With Time to Talk Day being just around the corner and myself being fresh from gaining certification as a Mental Health First Aider- I feel this is a great moment to promote Time to Talk Day, which is coming up on February 2nd.
It means a lot to me to earn this qualification. The course itself was delivered by someone who is very patient and allowed us all to learn at our own pace and share what we were comfortable to share. I also think that it really opened people’s eyes to how life is lived through the lens of someone with a mental health condition.
I went through a mental health assessment in 2018 after a life event that left me very insecure- and as a result of this, I found out I have Generalised Anxiety Disorder. This is one of the more common diagnoses within the mental health spectrum, but beyond this, there are various other types of mental health that perhaps go under the radar more often than not. So I was very grateful to have the opportunity to watch some videos and broaden my understanding of it.
Since completing this course, I now feel like my confidence has taken a step forward in being a Mental Health First Aider. I see myself as more of a signposting person though, for multiple reasons. The first being my neurodivergent conditions. The impact of this, is that my processing speed is a lot slower than someone without Dyspraxia in particular. So I would end up forgetting what someone has said and be unable to find the words to say next. I am someone who I would not shy away from saying, am more of a talker than a listener for this reason. I have lots of things to say, but can’t listen and take notes either physically or mentally. However, if I can signpost someone who is going through a difficult time to a colleague or someone else with the skills that I don’t have, I feel like this would be just as helpful.
In the absence of fast processing speeds though, I have a much deeper understanding of the sorts of questions to ask and what to do next if further action is what I feel is necessary. The framework used to support someone going through mental health challenges is called ALGEE. This process starts off with approaching, assessing and assisting (the last part being involved if the person is deemed to be in a crisis). Next is listening non-judgementally. After that is giving support and finally, encouraging the person to seek professional help or alternatives to this.

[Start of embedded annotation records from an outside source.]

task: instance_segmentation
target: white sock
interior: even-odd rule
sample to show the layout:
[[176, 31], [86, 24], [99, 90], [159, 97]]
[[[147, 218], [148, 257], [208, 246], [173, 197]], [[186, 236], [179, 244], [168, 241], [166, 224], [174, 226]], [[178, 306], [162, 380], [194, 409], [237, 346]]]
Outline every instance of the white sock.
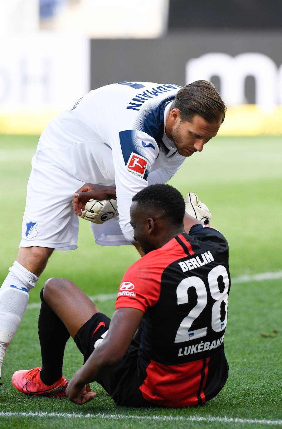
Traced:
[[18, 329], [38, 277], [16, 261], [0, 288], [0, 378], [7, 347]]

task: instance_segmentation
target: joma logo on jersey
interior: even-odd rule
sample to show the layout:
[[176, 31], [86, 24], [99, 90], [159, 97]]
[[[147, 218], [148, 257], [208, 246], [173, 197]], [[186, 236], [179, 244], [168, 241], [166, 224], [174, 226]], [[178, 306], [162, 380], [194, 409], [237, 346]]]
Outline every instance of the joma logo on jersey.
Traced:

To me, the environment to have such a discussion is also important. Someone with a mental health condition, or even someone going through the process of a potential diagnosis, would not want to be in an environment where their confidentiality could be impeded upon by essentially having an audience listening (even if that listening is unintentional). I think a good environment to have an open discussion about mental health is whilst on a walk with a friend, or maybe at one another’s house over a cup of tea or coffee. This removes the interruptions and the hustle and bustle of a busier environment and makes life much less overwhelming.
It is also important, that while engaged in a conversation surrounding mental health- to not try to fix the person. You can listen, do your best to understand and encourage a person to look at different options in terms of support. But it is not your job to fix them. It is important to me, and also part of our philosophy here at Enrych, to empower people, including those with poor mental health, to choose the way in which they want to live. Perhaps what’s good enough for some people is to attend a session such as Boccia and Multisports at Whitwick and Coalville Leisure Centre or have some refreshments and a chat at the Marlene Reid Centre. As always and I’m sure everyone knows this nowadays- there is no one size fits all. And your role is purely to be there and to listen and not to fix the person.

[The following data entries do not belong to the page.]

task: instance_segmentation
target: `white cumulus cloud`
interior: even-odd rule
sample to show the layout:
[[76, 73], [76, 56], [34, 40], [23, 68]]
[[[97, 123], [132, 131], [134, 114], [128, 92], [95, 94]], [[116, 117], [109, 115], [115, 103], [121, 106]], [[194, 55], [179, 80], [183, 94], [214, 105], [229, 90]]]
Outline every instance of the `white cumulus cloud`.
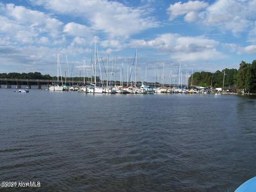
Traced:
[[66, 15], [83, 17], [91, 27], [110, 36], [129, 37], [146, 29], [156, 27], [158, 22], [144, 10], [131, 7], [107, 0], [31, 1], [46, 9]]
[[[181, 2], [171, 4], [167, 9], [169, 14], [169, 20], [173, 20], [175, 18], [186, 14], [187, 20], [191, 20], [191, 17], [195, 18], [195, 12], [205, 8], [208, 4], [204, 1], [189, 1], [187, 3], [181, 3]], [[192, 15], [193, 14], [193, 15]]]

Something else to remember, is to treat a person struggling with their mental health the same as you always would. They are not their mental health condition. It would be just like if someone had a physical injury of some kind- you don’t define someone by their condition. Their condition is a part of them. Not their whole self and should not be something to make you cut off contact with them. If you need more support to understand these things, there are also additional resources you can find via organisations such as MIND and SAMARITANS.
Finally, be patient. Referring to what I spoke about at the start of this post, it is important to give a person the platform to share what they wish to share. Don’t force someone into sharing everything all in one go or pressuring them to discuss things that are incredibly sensitive pieces of information. The thing to remember is the fact you have given the person the platform to talk about what they are going through is the most important aspect of all. This will in turn, make it easier for people to talk about things knowing that they have that safe space to be open about things.

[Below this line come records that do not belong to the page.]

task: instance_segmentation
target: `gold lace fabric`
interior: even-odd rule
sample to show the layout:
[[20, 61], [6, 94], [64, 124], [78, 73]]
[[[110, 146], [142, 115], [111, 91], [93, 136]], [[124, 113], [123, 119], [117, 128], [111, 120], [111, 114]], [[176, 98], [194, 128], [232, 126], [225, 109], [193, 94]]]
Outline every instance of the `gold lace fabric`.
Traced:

Here at Enrych, we will be marking this special day in the calendar by doing a mental health related quiz and we shall also be putting up bunting in our office to raise awareness too. We always look at ways we can be active in putting our messages out in various ways and increasing the level of conversation about the most important issues. Watch out for things across our social media pages and goings on in the community for everything related to Time to Talk Day. Help make one single day something that sparks these conversations on any day of the year.